Мостик через речку, снова площадка, за багряной листвой блеск и шум водопада. Похоже, это он был виден с окраины заброшенного города.
Сацуки первая схватила сумку, пошли по тропинке. Водопад был высотой метров пятнадцать, белые струи разбивались о камни и вспенивали воду в заводи.
Сацуки возмущенно фыркнула, под водопадом стоял человек. Сквозь завесу воды просвечивало нагое мужское тело с воздетыми руками. Фигура не шевелилась, только струи воды прихотливо обтекали ее.
— Практикует технику ямабуси, — сказала Сацуки. — Пытается развить сверхспособности. Кое-кто потом погибает от воспаления мозга. Но куда же от них деться?..
Она хмуро потащила сумку обратно, а в машине долго сидела, положив ладони на руль. Потом поехали. Спустились к заброшенному городу, затем к поселку, покатили по улице. Сацуки указала на длинное здание, окрашенное в черный и красный цвета.
— Казарма учеников. Здесь живут те, кто овладевает водными искусствами.
Улица перешла в дорогу к сопкам, но поднялась только на невысокий перевал и спустилась к другой бухте. Здесь было суровее: скалы, будто порубленные топором, обрывались к морю, у берега вода была зеленой и вскипала на камнях, а дальше катились угрюмо-синие волны. Горизонт замыкали горы, выбеленные снегом и укрытые тяжелыми облаками. Там, где горы подходили к морю, над конусом вулкана клубилась черная туча, подсвеченная снизу красным.

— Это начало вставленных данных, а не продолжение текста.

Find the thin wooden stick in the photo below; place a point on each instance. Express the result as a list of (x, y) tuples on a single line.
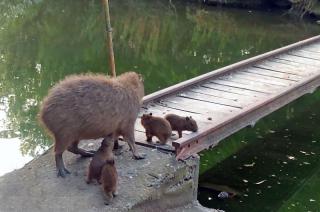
[(109, 38)]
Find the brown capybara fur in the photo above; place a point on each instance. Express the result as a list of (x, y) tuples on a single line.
[(91, 106), (109, 180), (156, 126), (103, 154), (180, 123)]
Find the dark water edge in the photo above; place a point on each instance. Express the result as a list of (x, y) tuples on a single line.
[(273, 164)]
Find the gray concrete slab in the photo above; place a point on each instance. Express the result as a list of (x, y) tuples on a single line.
[(159, 182)]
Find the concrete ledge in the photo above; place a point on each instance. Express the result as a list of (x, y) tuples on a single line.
[(157, 183)]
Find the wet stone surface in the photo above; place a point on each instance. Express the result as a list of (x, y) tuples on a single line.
[(159, 179)]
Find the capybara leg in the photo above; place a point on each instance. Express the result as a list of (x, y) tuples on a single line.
[(89, 178), (62, 171), (109, 197), (149, 136), (76, 150), (117, 146), (162, 140), (130, 140), (115, 193)]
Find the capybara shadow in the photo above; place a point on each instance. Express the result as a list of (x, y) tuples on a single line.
[(109, 180), (103, 154), (180, 123), (91, 106), (156, 126)]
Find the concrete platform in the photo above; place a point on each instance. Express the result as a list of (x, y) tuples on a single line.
[(157, 183)]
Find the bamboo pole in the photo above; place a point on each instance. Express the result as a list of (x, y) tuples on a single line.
[(109, 38)]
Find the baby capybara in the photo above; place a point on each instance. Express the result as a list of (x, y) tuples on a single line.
[(91, 106), (103, 154), (109, 180), (156, 126), (179, 123)]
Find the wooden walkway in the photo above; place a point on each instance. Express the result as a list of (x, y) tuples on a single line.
[(231, 98)]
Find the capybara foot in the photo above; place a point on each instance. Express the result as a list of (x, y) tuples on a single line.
[(140, 156), (62, 172), (84, 153), (117, 146), (87, 153)]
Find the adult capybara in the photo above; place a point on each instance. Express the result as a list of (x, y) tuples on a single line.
[(103, 154), (109, 180), (156, 126), (179, 123), (91, 106)]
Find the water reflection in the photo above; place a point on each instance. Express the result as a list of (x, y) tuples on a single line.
[(41, 41), (276, 169)]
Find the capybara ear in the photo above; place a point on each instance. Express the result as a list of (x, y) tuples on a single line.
[(140, 77), (110, 162)]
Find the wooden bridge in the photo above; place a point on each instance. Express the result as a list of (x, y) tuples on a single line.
[(228, 99)]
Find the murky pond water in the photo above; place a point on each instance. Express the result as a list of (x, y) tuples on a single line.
[(41, 41)]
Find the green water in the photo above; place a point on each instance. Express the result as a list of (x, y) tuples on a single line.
[(41, 41)]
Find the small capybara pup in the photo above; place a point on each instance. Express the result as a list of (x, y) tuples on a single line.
[(109, 180), (156, 126), (179, 123), (91, 106), (103, 154)]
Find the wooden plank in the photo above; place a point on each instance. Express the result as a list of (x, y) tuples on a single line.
[(236, 77), (204, 108), (226, 69), (223, 94), (249, 87), (211, 99), (299, 60), (281, 67), (309, 56), (233, 90), (264, 79), (160, 110), (303, 53), (208, 106), (312, 48), (272, 73)]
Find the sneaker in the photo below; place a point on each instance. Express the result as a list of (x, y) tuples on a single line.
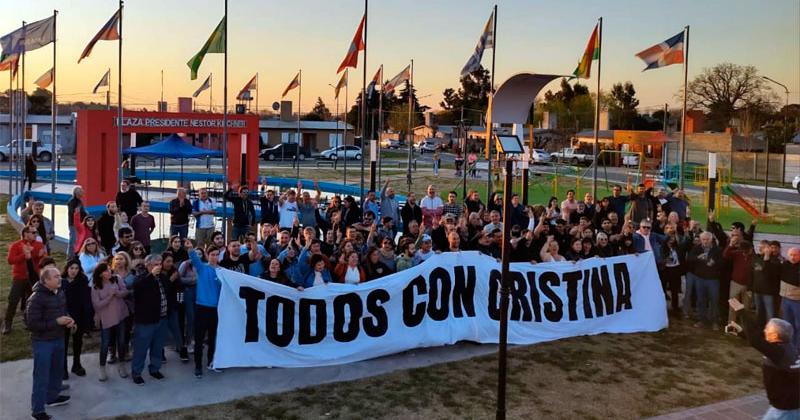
[(78, 370), (60, 400)]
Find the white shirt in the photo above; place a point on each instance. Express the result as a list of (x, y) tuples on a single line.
[(287, 212), (206, 220), (352, 276)]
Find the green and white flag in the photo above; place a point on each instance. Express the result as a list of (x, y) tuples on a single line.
[(215, 44)]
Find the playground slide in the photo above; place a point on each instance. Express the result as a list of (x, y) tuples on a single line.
[(741, 201)]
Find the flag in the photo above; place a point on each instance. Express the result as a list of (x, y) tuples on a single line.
[(486, 41), (351, 58), (663, 54), (342, 83), (45, 80), (376, 80), (30, 37), (592, 52), (295, 83), (397, 80), (215, 44), (103, 81), (109, 32), (10, 62), (252, 84)]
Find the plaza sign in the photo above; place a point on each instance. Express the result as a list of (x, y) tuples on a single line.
[(149, 122)]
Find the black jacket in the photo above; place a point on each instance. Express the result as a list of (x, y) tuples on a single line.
[(244, 212), (44, 307), (78, 298), (105, 227), (147, 290), (128, 201)]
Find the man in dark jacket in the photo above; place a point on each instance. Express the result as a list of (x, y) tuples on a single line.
[(46, 316), (128, 199), (105, 227), (705, 260), (244, 213), (150, 320)]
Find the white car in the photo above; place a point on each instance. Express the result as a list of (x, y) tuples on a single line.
[(348, 152), (540, 156), (44, 151)]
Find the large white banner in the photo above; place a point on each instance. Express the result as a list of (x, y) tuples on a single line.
[(449, 298)]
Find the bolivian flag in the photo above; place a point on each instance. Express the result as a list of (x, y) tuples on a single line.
[(592, 52)]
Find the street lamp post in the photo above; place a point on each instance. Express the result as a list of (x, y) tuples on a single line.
[(783, 169)]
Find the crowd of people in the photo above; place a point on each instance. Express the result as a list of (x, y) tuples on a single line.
[(140, 300)]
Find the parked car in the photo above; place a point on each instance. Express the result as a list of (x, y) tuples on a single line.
[(44, 151), (426, 146), (540, 156), (571, 155), (283, 151), (347, 152), (390, 144)]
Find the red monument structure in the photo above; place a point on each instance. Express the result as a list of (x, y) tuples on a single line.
[(97, 152)]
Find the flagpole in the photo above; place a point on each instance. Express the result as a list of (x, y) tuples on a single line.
[(298, 140), (53, 133), (380, 129), (489, 130), (119, 100), (363, 116), (225, 130), (597, 108), (683, 114), (410, 133), (344, 138)]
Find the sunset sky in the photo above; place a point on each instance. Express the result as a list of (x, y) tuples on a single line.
[(276, 38)]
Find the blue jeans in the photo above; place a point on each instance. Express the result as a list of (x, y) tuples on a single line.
[(708, 299), (691, 284), (791, 314), (765, 307), (117, 332), (73, 236), (174, 328), (148, 338), (180, 230), (189, 297), (48, 369)]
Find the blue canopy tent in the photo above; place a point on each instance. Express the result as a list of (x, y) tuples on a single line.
[(172, 147)]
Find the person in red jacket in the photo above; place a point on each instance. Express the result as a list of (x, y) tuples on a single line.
[(739, 254), (27, 248)]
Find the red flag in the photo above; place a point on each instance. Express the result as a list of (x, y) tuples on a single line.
[(351, 59), (109, 31)]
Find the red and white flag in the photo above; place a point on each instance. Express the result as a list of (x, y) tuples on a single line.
[(252, 84), (358, 44), (109, 32)]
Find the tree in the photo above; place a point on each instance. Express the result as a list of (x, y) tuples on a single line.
[(725, 89), (320, 112), (473, 95), (622, 106)]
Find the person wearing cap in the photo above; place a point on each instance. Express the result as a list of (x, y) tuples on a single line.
[(244, 212), (425, 250)]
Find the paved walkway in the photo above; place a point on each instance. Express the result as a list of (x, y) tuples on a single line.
[(92, 399), (745, 408)]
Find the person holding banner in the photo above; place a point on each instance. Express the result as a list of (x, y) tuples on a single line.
[(207, 299)]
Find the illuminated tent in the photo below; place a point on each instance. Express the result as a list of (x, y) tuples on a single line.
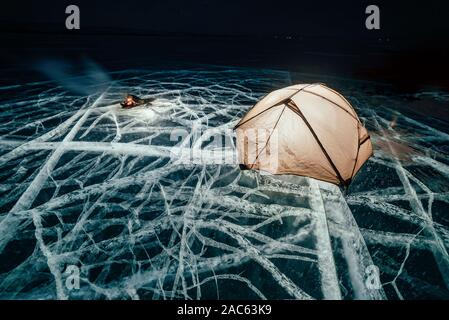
[(307, 130)]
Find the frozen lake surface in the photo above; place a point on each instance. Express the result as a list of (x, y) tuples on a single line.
[(142, 214)]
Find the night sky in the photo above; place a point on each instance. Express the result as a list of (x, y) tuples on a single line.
[(415, 21)]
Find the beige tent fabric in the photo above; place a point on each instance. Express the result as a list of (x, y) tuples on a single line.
[(308, 130)]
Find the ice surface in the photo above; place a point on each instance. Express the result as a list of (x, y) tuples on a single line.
[(147, 205)]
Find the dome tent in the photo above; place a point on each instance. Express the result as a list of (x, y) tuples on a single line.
[(307, 130)]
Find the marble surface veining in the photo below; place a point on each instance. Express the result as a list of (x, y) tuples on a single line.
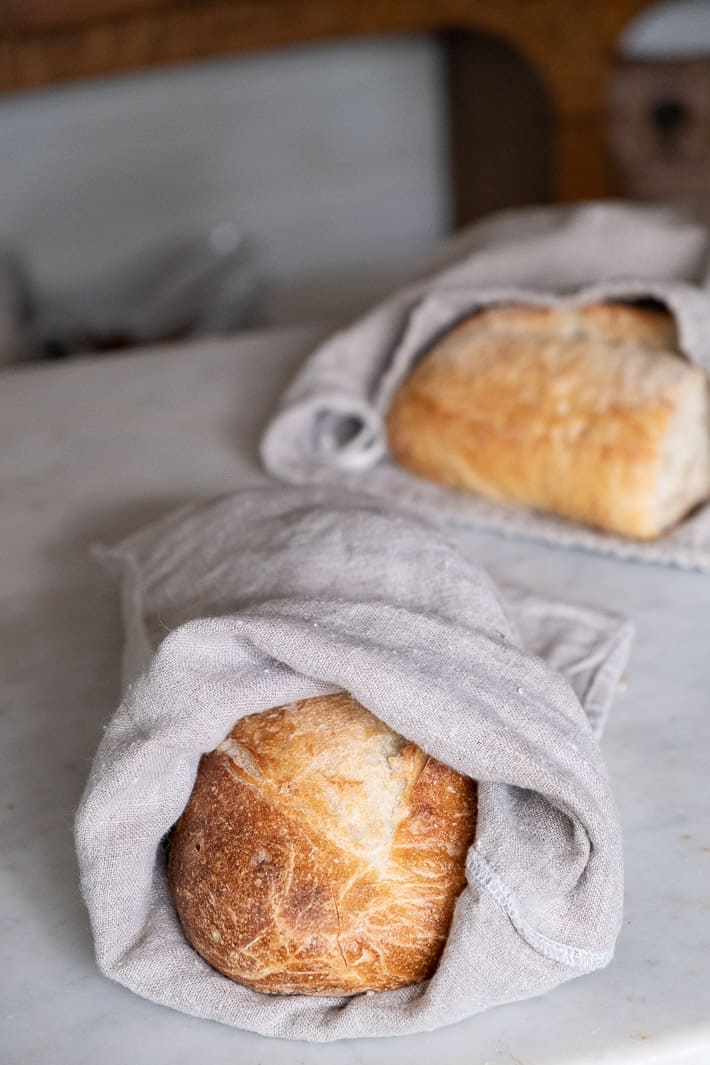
[(91, 451)]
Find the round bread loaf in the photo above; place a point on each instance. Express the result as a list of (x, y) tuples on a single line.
[(320, 853), (588, 412)]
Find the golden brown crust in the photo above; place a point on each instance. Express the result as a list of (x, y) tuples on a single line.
[(320, 853), (609, 323), (533, 406)]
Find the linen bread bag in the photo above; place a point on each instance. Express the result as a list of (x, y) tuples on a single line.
[(238, 615), (554, 381)]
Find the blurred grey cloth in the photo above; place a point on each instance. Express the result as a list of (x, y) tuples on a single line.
[(273, 595), (330, 423)]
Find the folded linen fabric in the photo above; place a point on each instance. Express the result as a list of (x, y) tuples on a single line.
[(273, 595), (330, 423)]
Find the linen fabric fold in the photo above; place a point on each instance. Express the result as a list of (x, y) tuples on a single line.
[(273, 595), (329, 426)]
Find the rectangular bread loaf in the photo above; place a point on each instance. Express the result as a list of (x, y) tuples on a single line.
[(587, 412)]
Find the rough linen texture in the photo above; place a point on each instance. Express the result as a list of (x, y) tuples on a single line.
[(273, 595), (330, 423)]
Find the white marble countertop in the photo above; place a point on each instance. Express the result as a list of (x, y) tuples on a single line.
[(91, 451)]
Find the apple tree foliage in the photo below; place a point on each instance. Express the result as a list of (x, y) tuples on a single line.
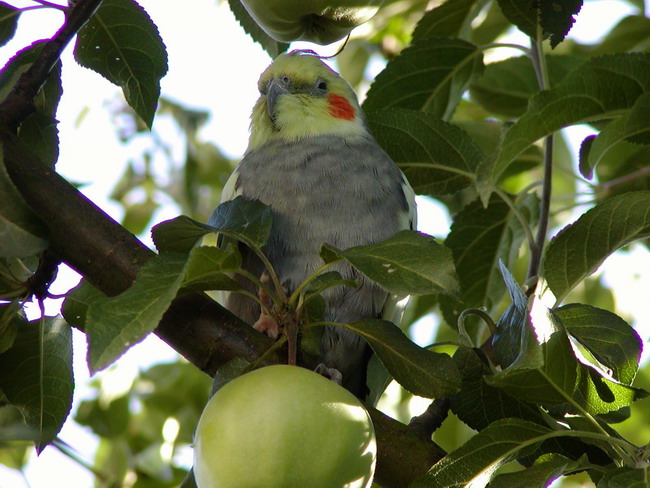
[(533, 369)]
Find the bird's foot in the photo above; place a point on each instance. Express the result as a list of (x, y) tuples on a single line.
[(330, 373), (266, 323)]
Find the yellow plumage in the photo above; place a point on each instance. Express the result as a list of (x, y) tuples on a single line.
[(303, 114)]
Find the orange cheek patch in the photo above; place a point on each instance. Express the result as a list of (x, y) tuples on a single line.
[(339, 107)]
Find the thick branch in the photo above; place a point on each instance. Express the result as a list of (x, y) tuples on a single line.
[(109, 256), (88, 240), (19, 103)]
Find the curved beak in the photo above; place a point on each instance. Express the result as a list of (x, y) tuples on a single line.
[(276, 87)]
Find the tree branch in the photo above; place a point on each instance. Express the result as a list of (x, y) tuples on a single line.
[(206, 334), (105, 253), (19, 103)]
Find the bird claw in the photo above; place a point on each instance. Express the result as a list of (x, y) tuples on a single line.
[(330, 373), (267, 325)]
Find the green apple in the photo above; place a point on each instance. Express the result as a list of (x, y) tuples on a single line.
[(319, 21), (284, 427)]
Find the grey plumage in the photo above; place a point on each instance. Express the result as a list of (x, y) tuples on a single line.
[(327, 188)]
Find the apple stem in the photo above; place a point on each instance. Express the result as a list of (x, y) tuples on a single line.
[(292, 341)]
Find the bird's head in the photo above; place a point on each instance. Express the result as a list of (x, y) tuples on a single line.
[(300, 96)]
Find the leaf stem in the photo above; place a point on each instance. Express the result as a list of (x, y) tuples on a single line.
[(541, 71), (72, 454), (296, 293), (272, 274), (532, 243)]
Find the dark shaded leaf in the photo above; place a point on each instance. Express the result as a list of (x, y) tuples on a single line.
[(438, 158), (38, 131), (601, 88), (522, 13), (624, 478), (270, 45), (418, 370), (36, 376), (480, 237), (248, 221), (476, 461), (22, 234), (479, 404), (8, 22), (633, 125), (114, 324), (121, 43), (207, 268), (607, 336), (179, 234), (556, 18), (540, 475), (506, 86), (580, 248), (450, 19), (409, 263), (430, 76)]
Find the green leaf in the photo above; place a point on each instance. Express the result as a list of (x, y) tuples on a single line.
[(627, 161), (437, 158), (598, 394), (418, 370), (248, 221), (36, 376), (632, 33), (10, 321), (430, 76), (624, 478), (22, 234), (607, 336), (106, 417), (8, 22), (632, 124), (327, 280), (121, 43), (207, 267), (479, 404), (580, 248), (540, 475), (77, 301), (522, 14), (601, 88), (270, 45), (114, 324), (556, 18), (506, 86), (450, 19), (409, 263), (179, 234), (475, 462), (513, 337), (480, 237), (532, 343)]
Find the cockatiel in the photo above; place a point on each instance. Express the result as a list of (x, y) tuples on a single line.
[(313, 160)]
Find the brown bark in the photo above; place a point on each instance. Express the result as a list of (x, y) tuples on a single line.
[(104, 252)]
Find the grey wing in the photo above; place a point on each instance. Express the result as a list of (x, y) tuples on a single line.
[(242, 306), (393, 309)]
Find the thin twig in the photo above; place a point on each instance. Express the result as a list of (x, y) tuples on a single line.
[(541, 72)]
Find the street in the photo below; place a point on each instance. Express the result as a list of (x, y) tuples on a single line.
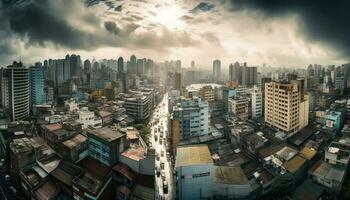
[(159, 135)]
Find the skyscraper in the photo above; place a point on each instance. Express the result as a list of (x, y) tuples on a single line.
[(19, 98), (37, 84), (216, 70), (286, 107), (122, 75), (132, 67)]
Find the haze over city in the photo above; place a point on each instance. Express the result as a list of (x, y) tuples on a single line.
[(174, 99), (277, 33)]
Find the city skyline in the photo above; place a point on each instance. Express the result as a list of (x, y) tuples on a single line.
[(256, 32)]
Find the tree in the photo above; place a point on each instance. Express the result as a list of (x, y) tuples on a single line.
[(282, 186)]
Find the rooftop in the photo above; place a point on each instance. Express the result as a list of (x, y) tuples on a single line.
[(229, 175), (286, 153), (294, 164), (193, 155), (75, 141), (52, 127), (134, 153), (308, 153), (307, 190), (106, 134), (48, 190)]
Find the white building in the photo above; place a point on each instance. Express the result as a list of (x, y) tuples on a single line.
[(190, 118), (88, 119), (194, 166), (256, 102)]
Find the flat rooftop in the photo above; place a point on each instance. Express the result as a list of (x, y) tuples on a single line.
[(229, 175), (106, 134), (193, 155), (75, 141)]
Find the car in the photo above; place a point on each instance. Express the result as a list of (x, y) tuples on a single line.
[(162, 174), (13, 189), (158, 171), (165, 187)]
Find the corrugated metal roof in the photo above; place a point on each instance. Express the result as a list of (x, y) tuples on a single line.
[(193, 155)]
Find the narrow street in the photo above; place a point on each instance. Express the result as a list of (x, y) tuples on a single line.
[(159, 133)]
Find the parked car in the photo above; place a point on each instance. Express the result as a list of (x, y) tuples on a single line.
[(165, 187)]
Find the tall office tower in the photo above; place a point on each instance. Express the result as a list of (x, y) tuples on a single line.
[(140, 66), (132, 67), (120, 65), (310, 71), (36, 84), (190, 118), (216, 70), (19, 98), (249, 76), (75, 63), (256, 102), (4, 88), (178, 66), (286, 106), (87, 65), (178, 82), (122, 75), (59, 68), (235, 73), (193, 64), (66, 68)]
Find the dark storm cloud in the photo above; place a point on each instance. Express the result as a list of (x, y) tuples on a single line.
[(43, 21), (112, 27), (321, 21), (203, 6)]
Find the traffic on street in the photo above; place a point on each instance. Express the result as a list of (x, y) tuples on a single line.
[(165, 188)]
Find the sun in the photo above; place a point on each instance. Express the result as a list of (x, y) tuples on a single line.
[(169, 16)]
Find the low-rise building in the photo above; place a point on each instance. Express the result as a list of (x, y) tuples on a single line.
[(194, 168), (106, 144), (75, 148), (88, 119)]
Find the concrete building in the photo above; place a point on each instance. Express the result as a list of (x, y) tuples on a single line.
[(194, 167), (139, 106), (239, 106), (256, 103), (216, 70), (230, 183), (105, 145), (19, 92), (286, 106), (37, 85), (190, 118), (207, 93), (75, 148), (88, 119)]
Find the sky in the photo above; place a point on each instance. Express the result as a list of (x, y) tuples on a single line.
[(281, 33)]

Сацуки поглядела на нее и вздохнула.
— Думала, перекусим у горячих источников. Но тут явились эти…
Она использовала японское слово — в переводе на русский, скорее всего «козлы».
Пикник устроили в ложбине между скал. Судя по красно-коричневому цвету, вулканическая порода.
Сацуки расстелила пластиковую скатерть и стала выставлять закуски. Налила Варламову саке, выложила рисовые колобки и печеную рыбу. Движения японки были мягкими, волнообразными: она подавала чашечку с саке, колобки, и плавно возвращала руку, словно притягивая Варламова к себе. Поели в молчании. Потом Сацуки налила горячего чая из термоса. Убрав посуду, расстелила свой плед и легла.
В скалах посвистывал ветер, но в ложбинке было тихо и уютно. На волнах раскачивались какие-то птицы, ныряя и вновь показываясь. Глядя на них, Сацуки вдруг сказала:
«На птиц,
Плывущих по воде,
Смотрю со стороны,
Но и сама живу
Такой же жизнью эфемерной».
— Чьи это стихи? — спросил Варламов.
— Мурасаки-сикибу, из дневника.
Когда-то читал Мурасаки-сикибу, только другую вещь, «Повесть о Гэндзи». А Сацуки, похоже, тоскливо. Оказалась в какой-то дыре, вдали от родных.
— У вас есть близкие? — спросил Варламов.
— Маленькая сестра, живет… у родственников, я давно ее не видела. А мама умерла.
Жалко девушку — наверное, пытается заработать денег, где только может. Вот и в эту дурацкую школу пошла служанкой… Изящная, словно фарфоровая рука Сацуки лежала на траве, и он почти неосознанно накрыл ее своей ладонью — кисть девушки оказалась теплой и хрупкой. Сацуки легонько вздохнула, повернула голову и улыбнулась Варламову, приспустив ресницы. Вдруг захотелось привлечь ее к себе, утешить… Сердце забилось чаще, а следом стало неловко.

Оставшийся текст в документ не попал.